Mais voilà qu’il en est toujours qui ne savent pas comment s’y prendre et tout le monde n’a pas des poches à son habit ou certains en ont plus que d’autres. Bref, le ministre de l’économie est mis en cause. Un homme se présente qui pense que c’est l’éducation du peuple qui est à faire. Le roi qui n’y connaît rien en matière d’éducation — raison pour laquelle il voudrait tant marier sa fille — lui demande de s’expliquer et l’homme de répondre que lorsque tout le monde saura comment il faut se pencher pour ramasser des grains de sable, il n’y aura plus de problème. Le roi ravi le nomme ministre de l’éducation. On ouvre des écoles où chacun peut venir apprendre à ramasser des grains de sable en fonction de son poids, de sa taille, de la grandeur de ses poches — le nombre de poches est bien sûr règlementé — si bien qu’aux examens, les notes montent en flèche. Tout le monde est content.

Mais, on le sait, certains apprennent vite et d’autres ont du mal ou trouvent que c’est encore plus fatigant que de ramasser des cailloux.
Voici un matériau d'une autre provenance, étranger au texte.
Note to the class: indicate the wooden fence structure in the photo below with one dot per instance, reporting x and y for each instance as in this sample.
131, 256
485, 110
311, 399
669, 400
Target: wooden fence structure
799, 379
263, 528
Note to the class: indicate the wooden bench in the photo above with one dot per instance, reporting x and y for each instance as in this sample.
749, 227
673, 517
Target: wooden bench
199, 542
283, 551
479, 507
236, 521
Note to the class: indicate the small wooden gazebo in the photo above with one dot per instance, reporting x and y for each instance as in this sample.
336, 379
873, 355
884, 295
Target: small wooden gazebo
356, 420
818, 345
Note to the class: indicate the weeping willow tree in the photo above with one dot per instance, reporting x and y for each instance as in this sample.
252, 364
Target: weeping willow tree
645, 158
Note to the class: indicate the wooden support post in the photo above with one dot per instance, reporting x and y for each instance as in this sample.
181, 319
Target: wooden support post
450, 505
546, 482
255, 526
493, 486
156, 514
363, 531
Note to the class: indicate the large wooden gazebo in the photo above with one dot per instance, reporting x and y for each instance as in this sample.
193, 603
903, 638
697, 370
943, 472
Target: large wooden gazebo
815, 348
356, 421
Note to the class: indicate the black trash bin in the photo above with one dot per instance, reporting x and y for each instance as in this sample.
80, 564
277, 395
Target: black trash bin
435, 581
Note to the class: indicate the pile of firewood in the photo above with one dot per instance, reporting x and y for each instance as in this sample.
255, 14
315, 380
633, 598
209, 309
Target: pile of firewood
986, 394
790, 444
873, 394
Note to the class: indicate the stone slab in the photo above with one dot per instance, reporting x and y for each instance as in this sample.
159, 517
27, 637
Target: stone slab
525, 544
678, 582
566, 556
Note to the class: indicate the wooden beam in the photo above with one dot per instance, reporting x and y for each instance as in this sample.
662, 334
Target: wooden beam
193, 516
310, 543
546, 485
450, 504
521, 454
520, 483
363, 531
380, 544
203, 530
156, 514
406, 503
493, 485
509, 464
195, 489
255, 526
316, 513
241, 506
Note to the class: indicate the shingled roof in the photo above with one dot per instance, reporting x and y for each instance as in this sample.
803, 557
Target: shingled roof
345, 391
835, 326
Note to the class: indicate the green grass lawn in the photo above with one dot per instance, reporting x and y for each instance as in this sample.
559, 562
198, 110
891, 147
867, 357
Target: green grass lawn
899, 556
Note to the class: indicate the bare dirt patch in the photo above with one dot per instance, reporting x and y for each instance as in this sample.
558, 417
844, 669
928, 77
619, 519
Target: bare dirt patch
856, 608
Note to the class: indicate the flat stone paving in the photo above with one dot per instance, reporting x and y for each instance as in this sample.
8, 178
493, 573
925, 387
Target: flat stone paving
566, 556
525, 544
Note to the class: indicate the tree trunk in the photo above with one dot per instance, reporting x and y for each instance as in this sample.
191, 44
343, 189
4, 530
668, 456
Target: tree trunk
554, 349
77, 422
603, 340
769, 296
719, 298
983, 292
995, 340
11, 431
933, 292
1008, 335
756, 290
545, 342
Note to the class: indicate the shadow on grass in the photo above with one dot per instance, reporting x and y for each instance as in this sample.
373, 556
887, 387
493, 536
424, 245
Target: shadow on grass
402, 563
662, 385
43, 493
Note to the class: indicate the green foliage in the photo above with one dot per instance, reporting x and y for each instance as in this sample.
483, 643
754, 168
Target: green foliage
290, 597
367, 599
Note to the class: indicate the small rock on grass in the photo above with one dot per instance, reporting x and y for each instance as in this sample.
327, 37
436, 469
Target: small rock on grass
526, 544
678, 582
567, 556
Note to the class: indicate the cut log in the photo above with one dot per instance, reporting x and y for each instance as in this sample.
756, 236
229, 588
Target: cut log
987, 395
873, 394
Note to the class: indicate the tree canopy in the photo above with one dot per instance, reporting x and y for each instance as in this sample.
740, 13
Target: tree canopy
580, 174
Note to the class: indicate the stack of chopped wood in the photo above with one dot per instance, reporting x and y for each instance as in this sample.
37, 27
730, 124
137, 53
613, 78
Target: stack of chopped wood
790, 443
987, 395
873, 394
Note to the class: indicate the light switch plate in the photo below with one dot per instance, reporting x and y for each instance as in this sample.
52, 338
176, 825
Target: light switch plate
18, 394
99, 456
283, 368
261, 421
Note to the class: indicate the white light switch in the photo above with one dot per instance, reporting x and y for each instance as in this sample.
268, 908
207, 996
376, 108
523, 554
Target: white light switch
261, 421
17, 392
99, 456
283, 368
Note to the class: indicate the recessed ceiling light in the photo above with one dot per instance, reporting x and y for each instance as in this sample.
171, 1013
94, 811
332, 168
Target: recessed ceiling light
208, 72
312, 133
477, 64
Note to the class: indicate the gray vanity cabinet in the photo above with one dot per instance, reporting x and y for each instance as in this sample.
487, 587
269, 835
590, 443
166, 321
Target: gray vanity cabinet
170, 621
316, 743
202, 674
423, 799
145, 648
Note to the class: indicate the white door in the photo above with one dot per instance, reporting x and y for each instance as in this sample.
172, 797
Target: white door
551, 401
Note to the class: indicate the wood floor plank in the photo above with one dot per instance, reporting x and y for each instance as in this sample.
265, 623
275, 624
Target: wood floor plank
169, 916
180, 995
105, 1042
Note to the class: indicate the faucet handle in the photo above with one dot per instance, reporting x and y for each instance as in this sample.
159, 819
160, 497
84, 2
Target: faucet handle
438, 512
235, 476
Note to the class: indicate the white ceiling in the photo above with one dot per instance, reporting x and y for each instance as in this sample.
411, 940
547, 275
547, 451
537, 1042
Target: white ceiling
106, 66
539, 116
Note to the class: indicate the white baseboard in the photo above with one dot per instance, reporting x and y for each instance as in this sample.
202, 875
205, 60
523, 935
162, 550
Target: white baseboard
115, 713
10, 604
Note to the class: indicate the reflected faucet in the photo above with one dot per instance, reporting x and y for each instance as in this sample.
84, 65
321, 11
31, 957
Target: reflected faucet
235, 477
On crie à l’injustice. On se met à défiler et à réclamer tout et tout de suite. Le roi est débordé, son peuple va de plus en plus mal et commence à se battre en rangs serrés. Ceux qui travaillent dur ou apprennent dur traitent de fainéants ceux qui ont trop mal au dos pour se baisser ou pas de charrette pour aller à la plage. C’est la gabegie générale. Un homme arrive qui prétend pouvoir régler le problème. C’est simple, dit-il au roi, puisque tes sujets ont envie de se bagarrer, envoie-les se battre contre les sujets du royaume voisin où il y a plein de cailloux que personne ne songe à ramasser. Ici tu auras la paix et bientôt les cailloux afflueront dans ton royaume. Le roi, enthousiaste — il va pouvoir marier sa fille —, le nomme ministre de la paix et tous les jeunes hommes partent en flèche pour faire la guerre au royaume d’en face où les cailloux sont plus beaux, plus gros et plus nombreux.

Tout aurait pu bien se passer si, là-bas, les filles n’avaient été si belles. Les jeunes gens sont pris d’une langueur incoercible, refusent de faire la guerre et ne pensent plus qu’à s’accoupler. Aucun ne revient. Au royaume, plus rien ne va. Le roi meurt, la princesse vieillit et reste vieille fille. Le temps s’arrête tandis que, dans le royaume voisin, le temps court de plus bel. Le roi est fort jeune. Il n’a pas de ministre. Ses sujets sont heureux et ont beaucoup d’enfants.

On raconte bien qu’un jour, alors qu’ils jouaient à attraper un ballon, les jeunes gens se divisèrent en deux camps, qu’un homme se présenta pour être ministre des sports, mais que le roi refusa. Qu’on donne un ballon à chaque camp, ordonna-t-il et qu’on n’en parle plus ! L’affaire en resta là. Les ballons rebondirent dans tous les sens, les deux camps se mêlèrent et personne n’essaya de mettre de l’ordre dans cette joyeuse pagaille tant le jeu était excitant et chacun se félicita d’avoir un roi décidément très sage.